机器学习作业-化妆品数据分析_化妆品数据分析图表-CSDN博客

本文链接：https://blog.csdn.net/qq_55970659/article/details/141299489

数据分析过程模型

本章旨在分析WIS美白防晒霜喷的数据，通过使用Kmeans聚类、SVM分类、逻辑回归分类和随机森林分类的方法，揭示数据中的潜在模式和特征重要性，并解释这些分析结果的意义。

1.1 数据预处理

为了确保数据适合进行分析，我们对数据进行了标准化处理。标准化有助于消除不同特征之间的量纲差异，使得模型训练更加稳定和有效。

1.2 Kmeans聚类分析

Kmeans聚类算法将数据分成5个簇，以便识别数据中的不同群体。聚类结果如下图所示：

图1 Kmeans 聚类图

图中不同颜色表示不同的簇。这表明数据可以自然地分为几个群体，每个群体可能代表具有相似特征的消费者或产品。这种分群有助于我们更好地理解数据的内部结构，并针对不同群体采取不同的营销策略。

1.3 SVM分类分析

我们使用支持向量机（SVM）模型对聚类结果进行了分类，并评估了模型的性能。

模型训练细节:

数据划分: 将数据集划分为训练集和测试集，比例为70%:30%。
标准化处理: 使用StandardScaler对数据进行标准化。
模型参数: 使用线性核函数 (kernel='linear') 进行训练。

模型评估结果如下所示。

表1. SVM模型分类结果指标表

聚类簇	precision	recall	f1-score	support
0	1.00	1.00	1.00	9
1	1.00	1.00	1.00	59
3	1.00	1.00	1.00	2
4	1.00	1.00	1.00	2

SVM模型表现非常优秀，准确率达到了100%。这表明模型能够很好地区分不同的簇，并对每个簇进行准确分类。
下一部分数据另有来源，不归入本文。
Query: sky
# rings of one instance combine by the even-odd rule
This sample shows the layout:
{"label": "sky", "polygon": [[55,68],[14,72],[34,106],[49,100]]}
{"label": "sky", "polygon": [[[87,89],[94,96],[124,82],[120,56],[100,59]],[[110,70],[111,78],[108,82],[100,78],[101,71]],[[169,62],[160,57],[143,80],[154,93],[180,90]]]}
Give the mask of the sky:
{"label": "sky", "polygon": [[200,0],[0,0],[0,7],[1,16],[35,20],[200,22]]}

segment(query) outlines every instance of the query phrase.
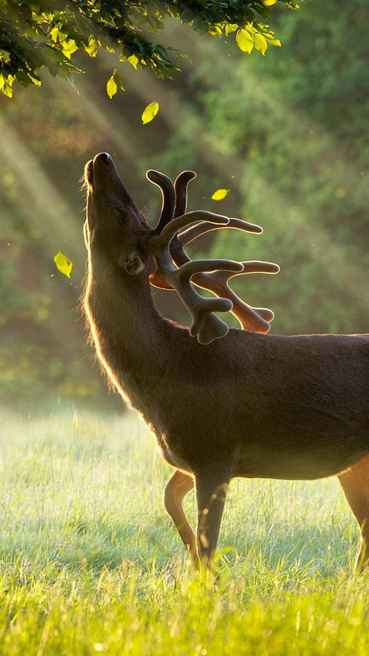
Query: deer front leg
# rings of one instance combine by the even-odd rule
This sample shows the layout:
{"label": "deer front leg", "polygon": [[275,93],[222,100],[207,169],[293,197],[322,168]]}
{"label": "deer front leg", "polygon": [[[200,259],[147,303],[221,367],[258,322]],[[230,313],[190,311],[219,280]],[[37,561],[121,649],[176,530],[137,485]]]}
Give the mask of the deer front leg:
{"label": "deer front leg", "polygon": [[198,553],[200,563],[211,567],[218,536],[229,478],[214,474],[195,477],[198,502]]}
{"label": "deer front leg", "polygon": [[186,549],[198,566],[196,541],[182,505],[188,492],[194,487],[191,476],[177,470],[167,483],[164,491],[164,506],[174,522]]}
{"label": "deer front leg", "polygon": [[338,480],[361,531],[356,560],[360,573],[369,565],[369,455],[339,474]]}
通过提取SVM模型的特征重要性，我们可以了解哪些特征对分类结果影响最大。

1.4 逻辑回归分类分析

我们使用逻辑回归模型对数据进行了分类，并评估了模型的性能。

模型训练细节:

数据划分: 将数据集划分为训练集和测试集，比例为70%:30%。
标准化处理: 使用StandardScaler对数据进行标准化。
模型参数: 使用默认参数进行训练，并将最大迭代次数设为1000 (max_iter=1000)。

模型评估结果如下所示。

表2. 逻辑回归分类模型分类结果指标表

聚类簇	precision	recall	f1-score	support
0	0.75	0.67	0.71	9
1	0.95	0.97	0.96	59
3	1.00	1.00	1.00	2
4	1.00	1.00	1.00	2

逻辑回归模型表现也相当优秀，准确率达到了93%。虽然不如SVM模型，但仍然能够有效地进行分类。

1.5随机森林归分类分析

我们使用随机森林模型对数据进行了分类，并评估了模型的性能。

模型评估结果如下所示。

表3. 随机森林模型分类结果指标表

聚类簇	precision	recall	f1-score	support
0	1.00	1.00	9	9
1	1.00	1.00	1.00	59
3	1.00	1.00	1.00	2
4	1.00	1.00	1.00	2

随机森林模型同样表现出色，准确率达到了100%。

1.6 特征重要性图表展示

通过特征重要性图表，我们可以清晰地看到各个模型认为最重要的特征：

图2. 各模型特征重要行分析

图中展示了SVM、逻辑回归和随机森林模型的特征重要性。从图中可以看出，不同模型对于特征的重要性排序有所不同。

SVM模型: 主要关注价格相关的特征（如原价最低、原价最高）。
逻辑回归模型: 强调销量和价格相关的特征（如总销量、原价最低）。
随机森林模型: 综合考虑了价格、销量和评价相关的特征（如原价最低、销售价最高、总销售额、总销量）。

通过以上分析，我们可以得出以下结论：

数据可以自然地分为几个群体，每个群体可能代表具有相似特征的消费者或产品。
不同的分类模型在特征重要性排序上存在差异，这表明不同的模型对特征的重视程度不同。
SVM和随机森林模型表现非常优秀，能够很好地进行分类；逻辑回归模型也表现不错，但稍逊于前两者。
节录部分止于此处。